La sostenibilità del business

«Una riduzione di portata del 50%, se pur molto impegnativa, è forse ancora sostenibile. Non lo è se ci chiedono di stabile il metro di distanza nelle cabine. Significa viaggiare sotto l’80%. Inoltre sottolineiamo il fatto che limitare la portata significa creare grandi code».

Che cosa di può fare per limitare gli arrivi?

Si potrebbe pensare a meccanismi di acquisto dei ticket con un sistema di prenotazione e numero chiuso ma limitare gli arrivi in alcune aree è veramente complesso. Pensiamo al Sella Ronda oppure ad altri contesti dove si accede da più punti. Stiamo cercando di capire cosa fare e cosa è meglio fare per tutti. Lo sci di per se è uno sport che impone il distanziamento, quindi si devono limitare i momenti di contatto. Altra cosa sono ovviamente le regole da adottare nei luoghi di ristoro dove il contatto preoccupa di più.

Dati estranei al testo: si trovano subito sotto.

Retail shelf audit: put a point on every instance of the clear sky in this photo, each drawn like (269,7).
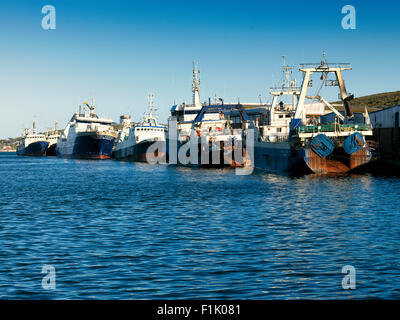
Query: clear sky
(119,51)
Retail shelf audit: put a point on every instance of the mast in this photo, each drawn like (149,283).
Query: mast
(150,97)
(324,68)
(195,86)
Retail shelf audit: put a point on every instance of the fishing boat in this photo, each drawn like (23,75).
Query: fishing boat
(293,138)
(87,136)
(32,144)
(52,138)
(135,139)
(202,134)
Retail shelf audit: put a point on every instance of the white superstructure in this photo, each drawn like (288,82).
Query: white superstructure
(134,138)
(84,135)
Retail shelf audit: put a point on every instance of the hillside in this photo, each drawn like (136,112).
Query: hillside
(379,100)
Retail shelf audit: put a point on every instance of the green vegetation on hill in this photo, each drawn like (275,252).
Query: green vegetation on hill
(379,100)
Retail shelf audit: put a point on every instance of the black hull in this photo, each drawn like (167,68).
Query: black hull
(38,148)
(90,146)
(138,152)
(51,151)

Per ora cosa state facendo?

Siamo contenti che il freddo sia arrivato in ritardo ma è arrivato e abbiamo iniziato a fare neve. Fare neve costa oltre 100 milioni di euro. Avremmo preferito risparmiarli piuttosto che farla per poi non aprire. Ma quando è il momento si deve partire. Si consideri che quando si avvia una stagione gli impiantisti hanno sulle spalle il 70% dei costi. E l’attività da inizio stagione al 6 gennaio vale un terzo di tutto il fatturato di un anno. Quindi, se, come ipotizziamo, l’apertura sarà posticipata a gennaio, ci aspettiamo una forte riduzione. Non solo. Immaginiamo che l’apertura avvenga in contemporanea a quella delle scuole (che francamente mi auguro ancora prima degli impianti), sfido quelle famiglie che, dopo mesi di chiusura delle scuole, preferiscano per i loro figli le settimane bianche al tempo prezioso della scuola. Senza contare che questa sarà una stagione con scarsissima presenza di stranieri.

Quale l’impatto sulla forza lavoro?

Sarà forte, considerando che su circa 14mila impiegati circa 5mila sono a tempo indeterminato e tutti gli altri stagionali, quindi meno tutelati. Non solo. Ogni dipendente degli impianti genera da 5 a 8 lavoratori nella filiera (dal ricettive alle attività sportive). Per tutti noi serve un protocollo sostenibile, un calo della curva dei contagi e uno svuotamento importante degli ospedali. Allora forse la montagna potrà tornare ad accogliere.